Graham Walzer para The New York Times
Graham Walzer para The New York Times

Astros do YouTube transformam espectadores em leitores

Canais focados em literatura atingiram a marca de 200 milhões de visualizações este ano

Concepción De León, The New York Times

19 Agosto 2018 | 10h45

Quando Christine Riccio era adolescente, em Nova Jersey, ela e a irmã compartilhavam vídeos no YouTube mostrando as duas se divertindo, dançando ao som de Britney Spears ou ensaiando acrobacias. Foi somente quando já estava na faculdade, em 2010, que Christine começou a "falar de verdade para a câmera", decidindo publicar um vídeo de sua resenha para "Jogos Vorazes", de Suzanne Collins.

"Eu lia muitos livros e não tinha ninguém com quem conversar a respeito deles", disse, explicando por que começou a fazê-lo na internet. "Eu pensava, 'terei sorte se conseguir uns 500 assinantes'".

No começo, Christine dividiu seu conteúdo em dois canais, sendo um para a comédia e outro para os livros. Mas, depois da faculdade, quando trabalhou como estagiária na produtora de Will Ferrell na Califórnia, em 2012, ela teve ideias para vídeos que produziu para seu canal literário, PolandBananasBooks, e começou a compartilhar clipes, reações a adaptações de livros para o cinema e compras feitas (o público da internet gosta de acompanhar vídeos em que as pessoas comentam os produtos que acabaram de comprar).

Seu canal literário passou de menos de mil para 5 mil assinantes em meados daquele ano.
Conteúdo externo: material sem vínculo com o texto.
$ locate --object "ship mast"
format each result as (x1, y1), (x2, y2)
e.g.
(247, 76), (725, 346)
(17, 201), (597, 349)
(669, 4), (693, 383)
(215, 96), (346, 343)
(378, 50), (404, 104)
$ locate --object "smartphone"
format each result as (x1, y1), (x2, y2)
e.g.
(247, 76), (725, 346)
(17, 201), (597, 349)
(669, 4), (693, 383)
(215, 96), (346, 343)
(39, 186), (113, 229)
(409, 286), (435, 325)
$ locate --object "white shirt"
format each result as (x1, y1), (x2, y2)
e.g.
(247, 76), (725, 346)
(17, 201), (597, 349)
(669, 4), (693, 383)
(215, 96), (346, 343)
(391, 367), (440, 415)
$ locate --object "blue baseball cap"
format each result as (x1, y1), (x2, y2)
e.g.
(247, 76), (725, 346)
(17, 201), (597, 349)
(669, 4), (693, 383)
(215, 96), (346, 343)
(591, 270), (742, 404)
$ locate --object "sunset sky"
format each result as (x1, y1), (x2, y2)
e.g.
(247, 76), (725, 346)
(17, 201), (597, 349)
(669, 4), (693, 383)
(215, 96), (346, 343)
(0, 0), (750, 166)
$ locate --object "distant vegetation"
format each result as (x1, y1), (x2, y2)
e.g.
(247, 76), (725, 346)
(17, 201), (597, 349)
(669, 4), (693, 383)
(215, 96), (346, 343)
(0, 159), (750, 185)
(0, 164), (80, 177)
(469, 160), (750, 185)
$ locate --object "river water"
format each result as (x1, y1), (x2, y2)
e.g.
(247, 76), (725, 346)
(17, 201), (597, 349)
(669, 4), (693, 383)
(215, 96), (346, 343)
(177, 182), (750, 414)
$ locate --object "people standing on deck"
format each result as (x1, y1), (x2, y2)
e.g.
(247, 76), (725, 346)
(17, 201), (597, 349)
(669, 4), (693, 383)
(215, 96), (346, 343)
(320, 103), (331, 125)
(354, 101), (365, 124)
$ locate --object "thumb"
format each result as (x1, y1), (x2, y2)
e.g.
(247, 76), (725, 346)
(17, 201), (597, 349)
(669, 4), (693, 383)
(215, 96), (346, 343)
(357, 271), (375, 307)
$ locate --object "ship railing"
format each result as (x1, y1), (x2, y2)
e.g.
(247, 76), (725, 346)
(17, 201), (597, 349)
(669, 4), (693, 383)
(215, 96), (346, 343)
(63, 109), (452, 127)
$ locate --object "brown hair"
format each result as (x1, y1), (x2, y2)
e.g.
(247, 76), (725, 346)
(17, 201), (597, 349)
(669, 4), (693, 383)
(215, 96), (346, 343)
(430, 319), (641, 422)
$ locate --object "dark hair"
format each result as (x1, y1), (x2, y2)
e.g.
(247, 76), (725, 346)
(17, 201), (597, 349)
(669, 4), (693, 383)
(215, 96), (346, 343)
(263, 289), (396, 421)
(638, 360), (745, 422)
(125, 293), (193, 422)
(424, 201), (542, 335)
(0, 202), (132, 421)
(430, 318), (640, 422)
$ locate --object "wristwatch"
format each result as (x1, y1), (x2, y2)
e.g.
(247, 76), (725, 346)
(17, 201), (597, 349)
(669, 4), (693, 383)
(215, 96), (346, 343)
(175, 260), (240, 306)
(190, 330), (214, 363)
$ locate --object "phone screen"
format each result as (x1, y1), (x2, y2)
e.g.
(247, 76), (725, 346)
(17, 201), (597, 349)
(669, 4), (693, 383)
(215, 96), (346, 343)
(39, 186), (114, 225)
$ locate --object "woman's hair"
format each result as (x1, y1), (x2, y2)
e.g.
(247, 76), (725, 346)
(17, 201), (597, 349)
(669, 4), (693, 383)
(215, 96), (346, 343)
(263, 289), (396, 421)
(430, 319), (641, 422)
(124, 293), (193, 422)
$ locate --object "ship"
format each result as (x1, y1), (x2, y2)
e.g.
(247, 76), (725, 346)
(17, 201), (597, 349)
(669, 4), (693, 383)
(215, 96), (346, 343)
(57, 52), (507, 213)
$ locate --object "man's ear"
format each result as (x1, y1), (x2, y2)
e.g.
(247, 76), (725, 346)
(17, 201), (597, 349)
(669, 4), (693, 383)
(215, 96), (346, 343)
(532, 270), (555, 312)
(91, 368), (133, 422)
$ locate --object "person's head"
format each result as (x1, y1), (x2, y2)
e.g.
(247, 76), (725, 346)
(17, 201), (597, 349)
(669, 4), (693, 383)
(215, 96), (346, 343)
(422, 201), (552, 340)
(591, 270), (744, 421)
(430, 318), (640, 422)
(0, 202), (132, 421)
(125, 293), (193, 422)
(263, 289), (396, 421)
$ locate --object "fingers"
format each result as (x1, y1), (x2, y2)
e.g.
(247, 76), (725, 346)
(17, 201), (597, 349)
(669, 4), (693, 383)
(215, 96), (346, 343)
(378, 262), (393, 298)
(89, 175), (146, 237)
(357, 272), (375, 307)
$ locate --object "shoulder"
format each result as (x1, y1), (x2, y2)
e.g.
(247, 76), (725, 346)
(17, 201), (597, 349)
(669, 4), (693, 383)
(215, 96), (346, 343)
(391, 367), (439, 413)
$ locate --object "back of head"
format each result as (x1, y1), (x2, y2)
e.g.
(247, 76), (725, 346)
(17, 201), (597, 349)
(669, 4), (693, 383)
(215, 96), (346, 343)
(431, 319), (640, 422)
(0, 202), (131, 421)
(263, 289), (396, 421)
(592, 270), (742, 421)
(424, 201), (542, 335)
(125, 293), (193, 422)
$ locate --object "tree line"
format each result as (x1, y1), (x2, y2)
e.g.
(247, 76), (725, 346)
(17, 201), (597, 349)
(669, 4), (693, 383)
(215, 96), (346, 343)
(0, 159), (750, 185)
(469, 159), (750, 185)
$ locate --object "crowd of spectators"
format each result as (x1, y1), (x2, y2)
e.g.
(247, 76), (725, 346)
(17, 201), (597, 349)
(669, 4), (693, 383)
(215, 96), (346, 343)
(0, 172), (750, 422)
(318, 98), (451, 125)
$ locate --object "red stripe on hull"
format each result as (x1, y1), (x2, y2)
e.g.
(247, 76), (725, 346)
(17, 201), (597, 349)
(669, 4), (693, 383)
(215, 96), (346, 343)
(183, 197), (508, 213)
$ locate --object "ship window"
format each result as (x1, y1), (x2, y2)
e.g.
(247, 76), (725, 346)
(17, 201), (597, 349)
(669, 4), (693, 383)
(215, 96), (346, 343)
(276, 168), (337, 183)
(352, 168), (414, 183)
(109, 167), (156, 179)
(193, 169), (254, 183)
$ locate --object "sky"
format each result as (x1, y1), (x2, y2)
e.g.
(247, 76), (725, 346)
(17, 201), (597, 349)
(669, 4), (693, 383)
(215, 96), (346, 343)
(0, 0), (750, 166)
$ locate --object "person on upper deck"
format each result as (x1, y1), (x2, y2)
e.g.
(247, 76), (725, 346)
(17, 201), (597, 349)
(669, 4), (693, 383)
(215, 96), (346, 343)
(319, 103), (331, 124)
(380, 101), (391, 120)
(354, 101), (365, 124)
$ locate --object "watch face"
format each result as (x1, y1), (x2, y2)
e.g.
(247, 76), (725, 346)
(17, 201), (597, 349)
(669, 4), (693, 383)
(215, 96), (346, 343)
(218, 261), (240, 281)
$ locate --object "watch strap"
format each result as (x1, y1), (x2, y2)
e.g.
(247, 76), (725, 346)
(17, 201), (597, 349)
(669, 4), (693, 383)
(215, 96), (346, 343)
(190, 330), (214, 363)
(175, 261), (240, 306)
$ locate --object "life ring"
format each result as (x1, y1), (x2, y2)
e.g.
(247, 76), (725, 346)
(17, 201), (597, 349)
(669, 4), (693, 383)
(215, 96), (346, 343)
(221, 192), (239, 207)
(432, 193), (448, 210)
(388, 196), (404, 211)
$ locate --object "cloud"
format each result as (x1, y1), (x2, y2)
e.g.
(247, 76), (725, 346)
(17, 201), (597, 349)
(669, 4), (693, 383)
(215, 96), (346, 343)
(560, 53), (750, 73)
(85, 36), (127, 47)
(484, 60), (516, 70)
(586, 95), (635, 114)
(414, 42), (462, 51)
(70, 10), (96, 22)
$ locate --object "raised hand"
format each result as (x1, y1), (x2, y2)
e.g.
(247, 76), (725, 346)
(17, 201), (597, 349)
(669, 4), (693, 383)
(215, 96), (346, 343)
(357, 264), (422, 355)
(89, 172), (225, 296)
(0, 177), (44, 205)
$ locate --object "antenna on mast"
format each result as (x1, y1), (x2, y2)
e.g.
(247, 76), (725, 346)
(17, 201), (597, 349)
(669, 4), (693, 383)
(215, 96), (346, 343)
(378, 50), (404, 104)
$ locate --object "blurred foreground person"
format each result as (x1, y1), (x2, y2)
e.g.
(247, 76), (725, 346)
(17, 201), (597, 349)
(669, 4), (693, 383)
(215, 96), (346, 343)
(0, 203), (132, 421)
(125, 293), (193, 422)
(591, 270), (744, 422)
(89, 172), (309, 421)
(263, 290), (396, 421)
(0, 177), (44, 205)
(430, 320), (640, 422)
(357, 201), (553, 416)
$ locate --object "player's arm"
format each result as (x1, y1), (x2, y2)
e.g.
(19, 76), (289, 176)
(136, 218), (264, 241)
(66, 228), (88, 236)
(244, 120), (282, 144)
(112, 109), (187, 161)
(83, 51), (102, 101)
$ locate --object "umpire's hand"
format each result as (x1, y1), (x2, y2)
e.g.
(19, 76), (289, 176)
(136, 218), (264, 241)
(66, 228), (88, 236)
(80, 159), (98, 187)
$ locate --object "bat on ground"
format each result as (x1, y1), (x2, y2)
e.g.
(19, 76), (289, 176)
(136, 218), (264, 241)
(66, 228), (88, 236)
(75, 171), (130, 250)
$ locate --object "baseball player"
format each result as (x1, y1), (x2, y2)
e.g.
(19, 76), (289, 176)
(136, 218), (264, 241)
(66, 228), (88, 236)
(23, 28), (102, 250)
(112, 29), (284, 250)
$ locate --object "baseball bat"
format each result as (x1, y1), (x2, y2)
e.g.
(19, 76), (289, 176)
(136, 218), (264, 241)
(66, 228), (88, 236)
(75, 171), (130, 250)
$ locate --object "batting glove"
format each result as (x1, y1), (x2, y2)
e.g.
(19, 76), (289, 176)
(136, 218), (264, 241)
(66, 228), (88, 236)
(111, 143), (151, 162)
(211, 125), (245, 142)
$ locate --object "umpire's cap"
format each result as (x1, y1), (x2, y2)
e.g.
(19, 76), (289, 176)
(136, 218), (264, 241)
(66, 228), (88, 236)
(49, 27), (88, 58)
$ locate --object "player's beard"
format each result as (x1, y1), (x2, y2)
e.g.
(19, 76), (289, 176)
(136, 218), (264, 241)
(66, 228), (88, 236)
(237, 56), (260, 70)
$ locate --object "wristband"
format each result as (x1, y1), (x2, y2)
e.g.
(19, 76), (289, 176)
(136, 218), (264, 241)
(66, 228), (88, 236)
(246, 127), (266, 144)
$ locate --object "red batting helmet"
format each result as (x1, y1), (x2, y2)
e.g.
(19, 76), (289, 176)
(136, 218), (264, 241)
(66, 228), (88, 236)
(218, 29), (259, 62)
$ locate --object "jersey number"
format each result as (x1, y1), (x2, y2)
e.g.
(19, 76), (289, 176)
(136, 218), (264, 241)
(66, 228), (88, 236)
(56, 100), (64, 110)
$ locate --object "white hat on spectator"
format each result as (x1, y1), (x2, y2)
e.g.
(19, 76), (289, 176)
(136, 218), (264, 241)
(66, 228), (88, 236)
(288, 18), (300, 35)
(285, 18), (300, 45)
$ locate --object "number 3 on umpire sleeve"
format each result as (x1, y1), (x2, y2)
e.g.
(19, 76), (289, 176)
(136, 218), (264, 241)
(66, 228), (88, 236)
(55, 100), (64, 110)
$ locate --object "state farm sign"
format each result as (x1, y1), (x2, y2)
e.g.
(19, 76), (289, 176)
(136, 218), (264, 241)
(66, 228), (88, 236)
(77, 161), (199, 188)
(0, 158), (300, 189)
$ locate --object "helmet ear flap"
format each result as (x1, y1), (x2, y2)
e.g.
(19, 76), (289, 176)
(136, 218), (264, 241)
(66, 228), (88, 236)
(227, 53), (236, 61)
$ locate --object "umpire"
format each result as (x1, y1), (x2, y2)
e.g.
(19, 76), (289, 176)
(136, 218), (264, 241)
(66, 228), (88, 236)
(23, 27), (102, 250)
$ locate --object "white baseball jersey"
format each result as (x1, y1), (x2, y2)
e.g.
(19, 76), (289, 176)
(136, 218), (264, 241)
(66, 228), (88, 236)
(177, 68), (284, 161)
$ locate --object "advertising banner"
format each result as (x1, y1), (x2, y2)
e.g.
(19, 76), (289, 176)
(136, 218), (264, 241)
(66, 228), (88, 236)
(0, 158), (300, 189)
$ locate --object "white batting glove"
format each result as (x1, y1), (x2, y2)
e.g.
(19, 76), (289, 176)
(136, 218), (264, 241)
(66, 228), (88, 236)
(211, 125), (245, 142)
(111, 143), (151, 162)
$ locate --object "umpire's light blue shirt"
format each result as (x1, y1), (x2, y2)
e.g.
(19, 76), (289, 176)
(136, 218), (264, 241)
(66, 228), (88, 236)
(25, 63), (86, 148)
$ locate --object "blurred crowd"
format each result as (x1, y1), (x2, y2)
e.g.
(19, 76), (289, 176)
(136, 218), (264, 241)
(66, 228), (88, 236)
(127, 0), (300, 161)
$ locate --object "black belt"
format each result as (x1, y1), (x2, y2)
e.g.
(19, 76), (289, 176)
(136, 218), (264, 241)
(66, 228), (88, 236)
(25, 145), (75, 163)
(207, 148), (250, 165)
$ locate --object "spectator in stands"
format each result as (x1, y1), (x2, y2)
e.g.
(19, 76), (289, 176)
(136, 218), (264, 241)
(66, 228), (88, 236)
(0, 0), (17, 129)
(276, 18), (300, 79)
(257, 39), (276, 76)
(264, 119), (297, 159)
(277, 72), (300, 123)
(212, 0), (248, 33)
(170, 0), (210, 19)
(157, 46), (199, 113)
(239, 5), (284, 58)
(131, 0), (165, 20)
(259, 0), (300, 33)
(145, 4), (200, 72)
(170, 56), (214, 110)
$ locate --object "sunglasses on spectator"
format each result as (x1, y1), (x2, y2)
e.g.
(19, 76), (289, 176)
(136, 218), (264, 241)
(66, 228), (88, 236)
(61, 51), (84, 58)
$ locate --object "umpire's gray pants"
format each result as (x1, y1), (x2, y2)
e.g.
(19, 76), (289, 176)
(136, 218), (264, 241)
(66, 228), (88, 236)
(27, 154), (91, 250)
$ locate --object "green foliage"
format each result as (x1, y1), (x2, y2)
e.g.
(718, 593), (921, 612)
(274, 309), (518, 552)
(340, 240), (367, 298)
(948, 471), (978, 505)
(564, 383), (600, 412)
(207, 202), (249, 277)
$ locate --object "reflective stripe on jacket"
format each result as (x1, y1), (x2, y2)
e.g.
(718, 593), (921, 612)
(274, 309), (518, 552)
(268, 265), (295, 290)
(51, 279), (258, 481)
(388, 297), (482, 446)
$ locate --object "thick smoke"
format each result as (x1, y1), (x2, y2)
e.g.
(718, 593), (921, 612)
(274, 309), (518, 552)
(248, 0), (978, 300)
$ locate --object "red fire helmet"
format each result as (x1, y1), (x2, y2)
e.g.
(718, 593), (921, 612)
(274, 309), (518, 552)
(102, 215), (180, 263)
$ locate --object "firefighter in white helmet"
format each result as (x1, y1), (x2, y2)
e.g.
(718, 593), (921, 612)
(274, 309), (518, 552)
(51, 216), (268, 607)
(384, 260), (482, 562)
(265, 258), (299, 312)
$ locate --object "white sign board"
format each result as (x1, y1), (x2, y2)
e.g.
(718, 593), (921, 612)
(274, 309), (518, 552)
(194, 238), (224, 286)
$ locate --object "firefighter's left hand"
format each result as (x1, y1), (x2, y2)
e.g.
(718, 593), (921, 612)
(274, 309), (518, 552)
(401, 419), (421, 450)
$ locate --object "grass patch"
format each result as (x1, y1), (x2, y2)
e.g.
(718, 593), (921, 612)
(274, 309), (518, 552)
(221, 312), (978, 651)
Aos 27 anos, com a marca recente de quase 400 mil assinantes, ela está entre os mais populares "BookTubers" do YouTube, comentando livros para um público formado por adolescentes e jovens adultos.

Erica Barmash, diretora de marketing do selo infantil da Bloomsbury, trabalhou com Christine e disse que o canal dela ajuda as editoras a alcançar o público adolescente justamente onde este público se concentra: no YouTube.

Os vídeos de Christine ainda são divertidos e bem-humorados. Em um deles, a jovem recorre a bonecas, carros de brinquedo e luvas amarelas de faxina enquanto resume a trilogia Darkest Minds, de Alexandra Bracken, em oito minutos. Este teve mais de 15 mil visualizações e quase 350 comentários positivos, incluindo emojis de gargalhadas, elogios e pedidos por mais vídeos do tipo.

Christine e Jesse George (outro BookTuber conhecido como Jesse The Reader) que se conheceram na VidCon, uma conferência que reúne criadores e assinantes de vídeos online, somaram suas forças às de Ariel Bissett e outros BookTubers para organizar encontros e eventos ao vivo para seus assinantes.

Eles deram início ao clube de leitura Booksplosion, com Kat O'Keeffe, do canal Katytastic, e todos os meses um título é escolhido e debatido ao vivo, permitindo o envolvimento dos assinantes por meio da ferramenta de bate-papo.

"Acho que, para boa parte do público que assiste aos vídeos no estilo BookTube, é como se eles recebessem a recomendação de um amigo", disse Brittany Kaback, que trabalha numa agência de marketing chamada Big Honcho Media, encarregada de ligar editoras a "influenciadores".

De acordo com o YouTube, os BookTubers acumularam mais de 200 milhões de visualizações este ano.

"Esse é o aspecto mais interessante do BookTube", disse George. "É algo que inspira o hábito de ler mesmo naqueles menos interessados nos livros".